No one is immune to being a suspect, not even Vitale Portfoglio (played by Richard Scamarcio), a retired policeman who is now Hercule’s bodyguard. A police officer who becomes part of the investigation is Vincenzo Di Stefano (played by Fernando Piloni), who was also on the scene after Alicia died. Hercule becomes convinced that Alicia’s death is somehow related to the murder that happened during this party.
“A Haunting in Venice” has lot of the traditional “jump scares” found in movies where a séance takes place in a mansion with a reputation for being haunted. What’s more interesting is to see the psychological effect that these “ghost sightings” have on Hercule, who is the biggest ghost skeptic in the group. He starts to wonder if he’s hallucinating, which shakes his confidence about his metal capacity to logically solve the crimes that have occurred during this gathering.
Branagh has a comfortable handle on this beloved and quirky detective character, so watching “A Haunting in Venice” is enjoyable to watch for showing this new side to Hercule. Yeoh has a very commanding and impressive presence as Joyce, who thinks she’s the best psychic in the world. Reilly’s performance as the emotionally fragile Rowena remains compelling throughout the film.
Fey puts her comedic talent to good use in her performance as Ariadne, who isn’t as sour and annoying as this author character could have been because of the way that Fey delivers the lines. Hill is a scene stealer as Leopold, while Allen’s depiction of Maxime and Dornan’s portrayal of Leslie show different versions of emotionally wounded men.
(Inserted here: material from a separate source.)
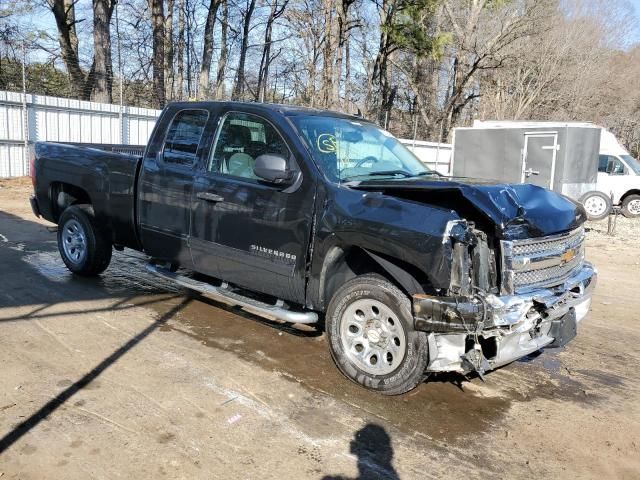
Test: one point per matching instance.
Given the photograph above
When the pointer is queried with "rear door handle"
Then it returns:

The rest of the characters in the movie are fairly two-dimensional and don’t have much depth.
The cinematography of “A Haunting in Venice” (which takes place mostly at night) is bathed a lot dark gold and brown for interior scenes and dark blue for the nighttime exterior scenes. Because most of the movie takes place inside a house, viewers won’t get to see much of Venice’s outdoor beauty, but when it’s shown, it looks gorgeous. The production design is top-notch. Branagh’s overall direction is quite stylish but occasionally stodgy.
As for the mystery itself, there comes a point in the movie where it might be easy for some viewers to figure out who’s guilty of the crimes. People who know enough about murder mystery stories know that the best ones have surprising elements, even when there are clues that point to the guilty party. Whether or not viewers solve the mystery before the movie ends, “A Haunting in Venice” remains an entertaining journey along the way and should satisfy people who are fans of Christie’s classic novels.
20th Century Studios will release “A Haunting in Venice” in U.S. cinemas on September 15, 2023.